Section 22-30-11Adoption of regulations, guidelines, criteria and standards by State Department; states from which hazardous wastes cannot be accepted; penalty; contracts to satisfy federal capacity assurance programs limited.
(a) The department, acting through the commission, is authorized to promulgate, and may revise when appropriate, rules and regulations, guidelines, criteria and standards for all hazardous waste management practices.
(b) It is unlawful for any person who owns or operates a commercial hazardous waste treatment or disposal facility within this state to dispose or treat any hazardous wastes generated in any state outside the State of Alabama which:
(1) Prohibits by law or regulation the treatment or disposal of hazardous wastes within that state and which has no facility permitted or existing within that state for the treatment or disposal of hazardous wastes; or
(2) Has no facility permitted or existing within that state for the treatment or disposal of hazardous wastes; unless that state has entered into an interstate or regional agreement for the safe disposal of hazardous wastes pursuant to the Federal Comprehensive Environmental Response, Compensation, and Liability Act. The department shall establish and maintain a list of states from which hazardous wastes cannot be accepted for treatment or disposal pursuant to this paragraph and there shall be no liability under the paragraph for disposal of wastes from a state until 15 days after a state has been listed by the department. Such list shall be publicly available and set forth the reasons why each state is listed. The date on which a state is included on such list shall be provided. The list of states shall be revised monthly. The state of generation as shown on the hazardous waste manifest shall be used in determining whether a person has treated or disposed of waste in violation of this subsection, and any person who alters the state of generation on any manifest or misrepresents the state of generation of any hazardous waste for the purpose of circumventing this statute shall be punishable in accordance with Section 22-30-19 herein.

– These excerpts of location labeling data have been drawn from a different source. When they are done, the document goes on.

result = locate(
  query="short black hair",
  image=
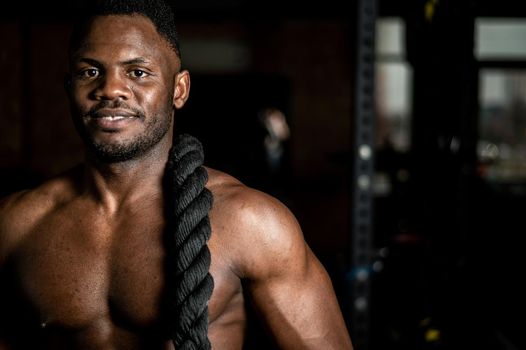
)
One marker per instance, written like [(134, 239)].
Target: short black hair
[(158, 11)]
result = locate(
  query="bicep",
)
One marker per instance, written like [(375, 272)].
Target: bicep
[(298, 305)]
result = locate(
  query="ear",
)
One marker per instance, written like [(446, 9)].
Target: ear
[(182, 88), (67, 83)]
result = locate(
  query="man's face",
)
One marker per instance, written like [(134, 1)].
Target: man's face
[(123, 79)]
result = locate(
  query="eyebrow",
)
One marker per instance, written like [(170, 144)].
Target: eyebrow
[(137, 60)]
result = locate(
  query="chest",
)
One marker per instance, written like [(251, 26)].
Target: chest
[(78, 272)]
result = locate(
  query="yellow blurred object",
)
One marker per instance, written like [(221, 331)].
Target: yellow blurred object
[(432, 335)]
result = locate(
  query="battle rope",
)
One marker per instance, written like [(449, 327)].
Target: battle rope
[(189, 283)]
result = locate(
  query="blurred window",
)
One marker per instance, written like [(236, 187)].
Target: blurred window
[(393, 85), (500, 47)]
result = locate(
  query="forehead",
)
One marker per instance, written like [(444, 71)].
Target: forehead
[(124, 35)]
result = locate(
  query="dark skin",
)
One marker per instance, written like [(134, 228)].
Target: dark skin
[(82, 255)]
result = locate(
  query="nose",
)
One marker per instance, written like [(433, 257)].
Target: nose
[(112, 86)]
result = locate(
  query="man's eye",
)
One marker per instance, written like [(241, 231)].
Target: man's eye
[(90, 73), (138, 73)]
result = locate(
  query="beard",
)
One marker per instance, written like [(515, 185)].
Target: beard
[(156, 127)]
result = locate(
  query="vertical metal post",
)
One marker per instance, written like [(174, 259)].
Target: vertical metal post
[(363, 172)]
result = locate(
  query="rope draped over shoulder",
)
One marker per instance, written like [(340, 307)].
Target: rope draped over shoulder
[(189, 283)]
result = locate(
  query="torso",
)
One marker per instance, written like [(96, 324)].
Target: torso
[(84, 281)]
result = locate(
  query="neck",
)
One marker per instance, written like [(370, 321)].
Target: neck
[(116, 185)]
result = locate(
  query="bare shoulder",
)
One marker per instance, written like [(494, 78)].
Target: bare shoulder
[(260, 230), (21, 211)]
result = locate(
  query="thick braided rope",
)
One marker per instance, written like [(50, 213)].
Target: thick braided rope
[(189, 283)]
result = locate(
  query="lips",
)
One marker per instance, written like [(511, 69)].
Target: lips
[(112, 119)]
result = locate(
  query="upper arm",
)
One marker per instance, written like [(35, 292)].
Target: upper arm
[(288, 286)]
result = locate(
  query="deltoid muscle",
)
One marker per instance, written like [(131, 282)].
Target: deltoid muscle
[(189, 283)]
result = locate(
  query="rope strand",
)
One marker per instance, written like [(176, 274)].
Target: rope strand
[(189, 283)]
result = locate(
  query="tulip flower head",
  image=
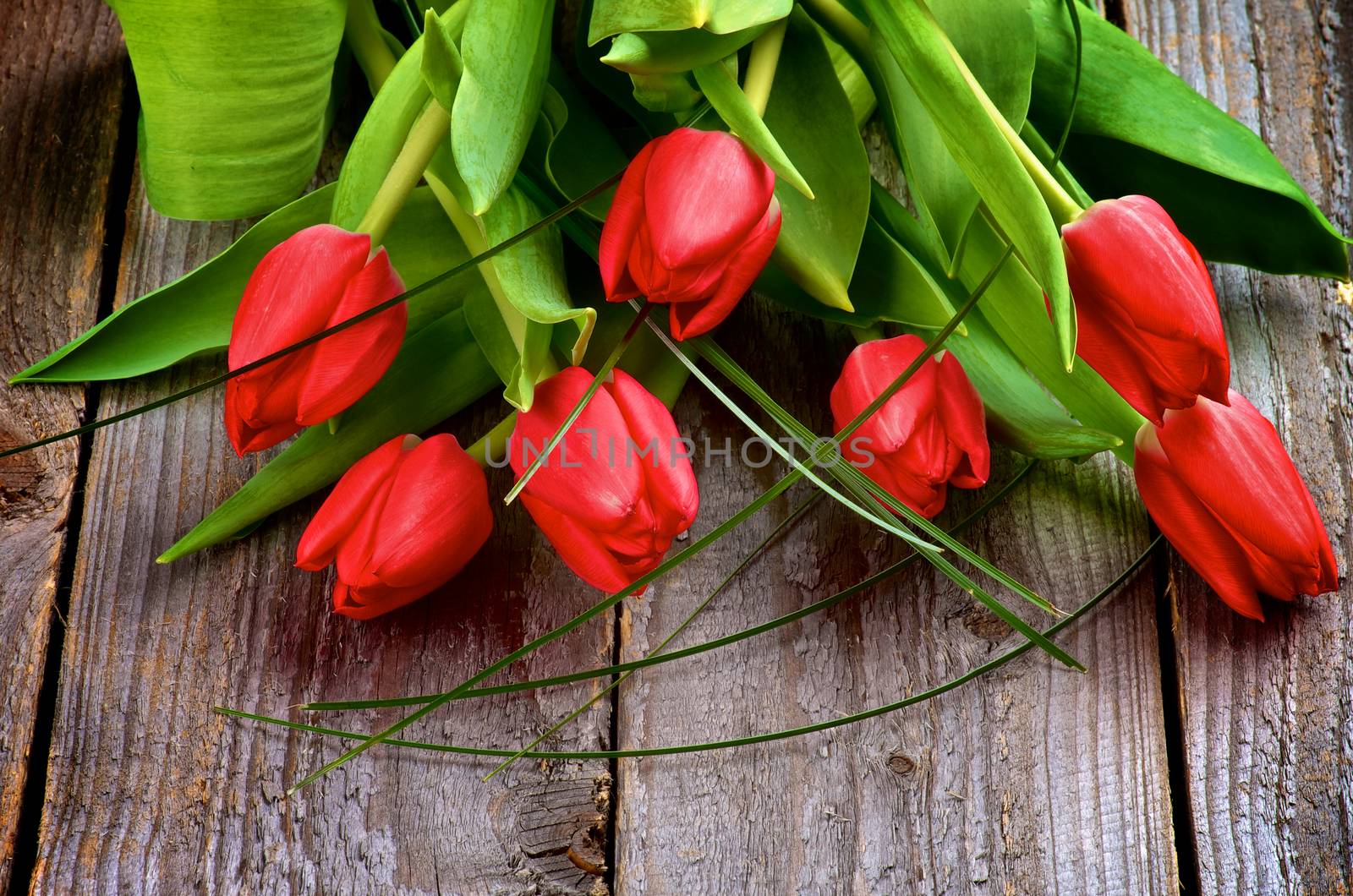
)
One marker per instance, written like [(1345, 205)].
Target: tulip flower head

(c) Subsequent to the effective date of Acts 1989, No. 89-788, no commercial hazardous waste treatment or disposal facility operating in this state may contract with states other than the State of Alabama in order to satisfy the capacity assurance programs required by 42 U.S.C. §9604(c)(9) of the Comprehensive Environmental Response, Compensation, and Liability Act, as amended.
(d) For the purpose of this section, the following additional terms are defined:
(1) AGREEMENT. Any interstate or regional contract or agreement made pursuant to capacity assurance requirements of Section 42 U.S.C. §9604(c)(9) of CERCLA and which one of the signatories to such contract or agreement is the State of Alabama.
(2) COMMERCIAL HAZARDOUS WASTE TREATMENT OR DISPOSAL FACILITY. A facility which receives for disposal only, or for treatment and disposal, hazardous wastes that are not generated on-site and to which facility a fee is paid or other consideration given for such treatment or disposal.
(3) OPERATOR. The person responsible for overall operations of a commercial hazardous waste treatment or disposal facility.
(4) REGION(AL). Region(al) shall mean any or all of the following states: Alabama, Arkansas, Florida, Georgia, Kentucky, Louisiana, Mississippi, North Carolina, South Carolina, and Tennessee.
(5) STATE OF GENERATION. A state of the United States in which the hazardous waste is generated in the form in which it is received by a commercial hazardous waste treatment or disposal facility located in Alabama for treatment or disposal.
(Acts 1978, 2nd Ex. Sess., No. 129, p. 1843, §11; Acts 1982, No. 82-612, p. 1111, §14(a)(6); Acts 1987, No. 87-807, p. 1590, §8; Acts 1989, No. 89-788, p. 1572, §2.)